2011年5月11日水曜日


5月10日 パート1 @オスロ
 朝10時半ごろ、オスロのストリート・マガジン『エルリック・オスロ』の事務所を訪れると、すでに販売者さんたちが談笑していたので、仲間に加えてもらうことにした。
 ニルスは創刊以来、ヤンは半年前から雑誌の販売をしている。『ビッグイシュー日本版』を渡すと、「へぇー縦に書かれている」「雑誌は逆のページから繰っていくんだね」と興味津々だ。
 常にヘッドホンで音楽を聴いているヤンに、「どんな音楽が好きなの?」と聞くと、「ピンクフロイドとかニール・ヤングかな。ニール・ヤングは歌詞がすばらしいよね」との答え。「ニール・ヤング、『ビッグイシュー英国版』のいつかの表紙になっていたよ」と伝えると、かなり興奮した様子だった。「そういや、ボブ・ディランも09年のクリスマスに世界のストリート・マガジンに向けてメッセージをくれたもんね~」(http://www.streetnewsservice.org/news/2009/november-2009/feed-210/bob-dylan-discusses-holiday-music,-christmas-and-feeding-the-hungry.aspx)「普通にそういうことできるの、かっこいいよね~」と話が盛り上がる。

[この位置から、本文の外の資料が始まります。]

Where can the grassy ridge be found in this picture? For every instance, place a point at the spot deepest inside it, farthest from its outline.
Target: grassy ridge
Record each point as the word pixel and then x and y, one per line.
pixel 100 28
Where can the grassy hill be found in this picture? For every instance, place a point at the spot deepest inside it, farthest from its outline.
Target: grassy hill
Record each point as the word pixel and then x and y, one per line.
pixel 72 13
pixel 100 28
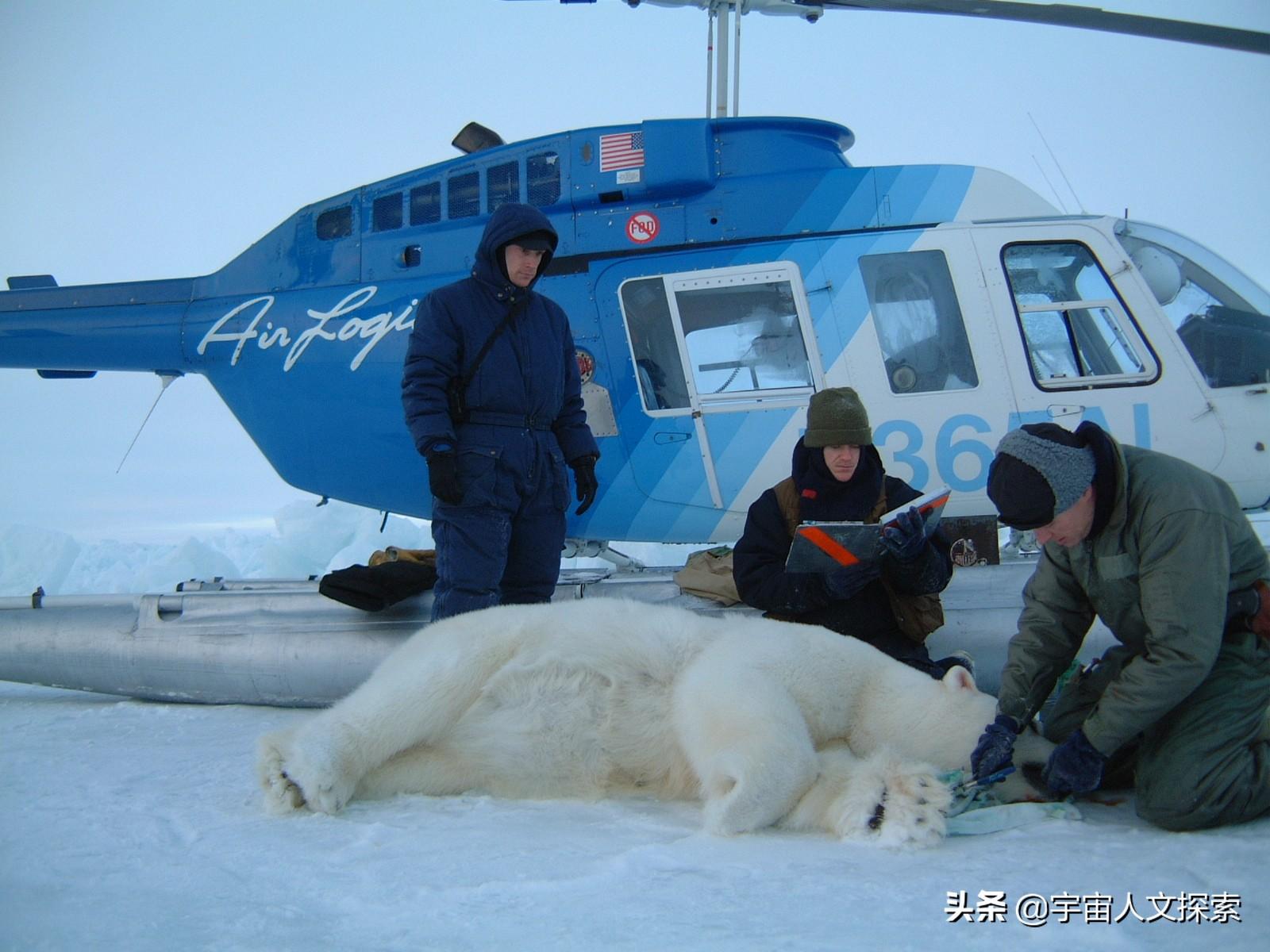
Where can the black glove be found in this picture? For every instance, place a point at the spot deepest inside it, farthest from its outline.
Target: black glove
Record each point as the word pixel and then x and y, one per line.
pixel 444 475
pixel 996 748
pixel 584 475
pixel 906 539
pixel 845 583
pixel 1075 767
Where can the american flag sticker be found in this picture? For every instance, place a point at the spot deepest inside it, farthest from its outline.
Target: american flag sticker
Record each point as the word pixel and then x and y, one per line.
pixel 622 150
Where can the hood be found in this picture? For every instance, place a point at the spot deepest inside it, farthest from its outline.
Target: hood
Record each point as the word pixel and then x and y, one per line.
pixel 508 222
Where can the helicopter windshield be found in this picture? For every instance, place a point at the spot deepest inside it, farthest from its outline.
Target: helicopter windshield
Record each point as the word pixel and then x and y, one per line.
pixel 1218 313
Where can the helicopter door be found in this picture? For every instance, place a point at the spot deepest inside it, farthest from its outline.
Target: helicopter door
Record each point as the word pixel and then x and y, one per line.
pixel 724 359
pixel 1086 344
pixel 933 386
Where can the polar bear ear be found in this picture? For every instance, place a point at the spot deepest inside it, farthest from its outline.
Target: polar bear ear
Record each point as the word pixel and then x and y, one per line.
pixel 959 678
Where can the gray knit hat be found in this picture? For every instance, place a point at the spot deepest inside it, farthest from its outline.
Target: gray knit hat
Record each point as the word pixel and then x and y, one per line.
pixel 1041 471
pixel 836 416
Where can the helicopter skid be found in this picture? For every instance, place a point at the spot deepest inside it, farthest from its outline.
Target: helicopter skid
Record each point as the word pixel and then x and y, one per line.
pixel 285 645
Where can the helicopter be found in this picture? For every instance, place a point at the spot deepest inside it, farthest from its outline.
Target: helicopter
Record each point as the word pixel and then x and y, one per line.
pixel 698 404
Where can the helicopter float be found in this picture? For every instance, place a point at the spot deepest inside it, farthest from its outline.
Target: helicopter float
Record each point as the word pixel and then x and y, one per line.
pixel 717 273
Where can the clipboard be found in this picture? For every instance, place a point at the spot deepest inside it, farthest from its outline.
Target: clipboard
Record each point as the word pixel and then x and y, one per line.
pixel 825 546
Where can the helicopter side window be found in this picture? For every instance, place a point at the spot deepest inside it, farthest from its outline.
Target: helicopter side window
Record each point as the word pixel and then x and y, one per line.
pixel 425 203
pixel 1226 336
pixel 742 336
pixel 334 224
pixel 502 184
pixel 721 338
pixel 387 213
pixel 544 178
pixel 463 194
pixel 654 344
pixel 1075 328
pixel 918 323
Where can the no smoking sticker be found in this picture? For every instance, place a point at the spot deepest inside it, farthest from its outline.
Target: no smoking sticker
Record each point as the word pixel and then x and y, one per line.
pixel 641 228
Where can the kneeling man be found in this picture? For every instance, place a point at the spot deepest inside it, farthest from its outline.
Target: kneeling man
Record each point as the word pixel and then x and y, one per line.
pixel 1162 554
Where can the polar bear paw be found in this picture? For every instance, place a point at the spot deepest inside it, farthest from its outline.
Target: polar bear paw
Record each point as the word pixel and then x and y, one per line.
pixel 882 800
pixel 914 808
pixel 302 771
pixel 281 795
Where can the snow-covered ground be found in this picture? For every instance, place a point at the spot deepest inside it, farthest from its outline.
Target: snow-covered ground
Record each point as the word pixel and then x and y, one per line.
pixel 133 825
pixel 139 825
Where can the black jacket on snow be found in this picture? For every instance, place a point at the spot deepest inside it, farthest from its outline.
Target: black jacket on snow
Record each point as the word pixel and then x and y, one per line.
pixel 531 370
pixel 759 560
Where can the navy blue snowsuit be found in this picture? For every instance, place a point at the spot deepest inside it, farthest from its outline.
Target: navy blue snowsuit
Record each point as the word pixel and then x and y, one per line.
pixel 502 543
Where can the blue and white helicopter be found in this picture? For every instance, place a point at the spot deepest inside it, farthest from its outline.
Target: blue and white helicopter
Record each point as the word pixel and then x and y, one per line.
pixel 717 273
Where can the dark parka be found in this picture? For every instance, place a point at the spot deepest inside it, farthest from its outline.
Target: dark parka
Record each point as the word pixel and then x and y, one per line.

すごく紳士で素敵な2人だけれど、ドラッグ依存症に長年悩まされているという。『エルリック・オスロ』には150人の販売者がいるが、そのうちのほとんどがドラッグ依存症を抱えているという。こんなにピースフルなオスロで・・・とにわかに信じられない気持ちを正直に先日クリスチャンに打ち明けたら、「よくそういわれるんだけど、オスロだってこの世の一部なんだよ」との答え。「たとえば親に虐待されたり受け入れてもらえなかったり、もしくは誰かにレイプされたりしたら、ヘロインが必要になる。心の痛みをすっかり消し去ってくれるからね。そして一度手を出してしまうと、もうやめることはほぼ不可能に等しいんだ」
実際、話の途中でドラッグ依存症の話になると、「ぼくもどうやったらドラッグをやめられるのか、わからないんだよ」とニルス。その青みがかったグレーの瞳に困惑の色がにじんだ。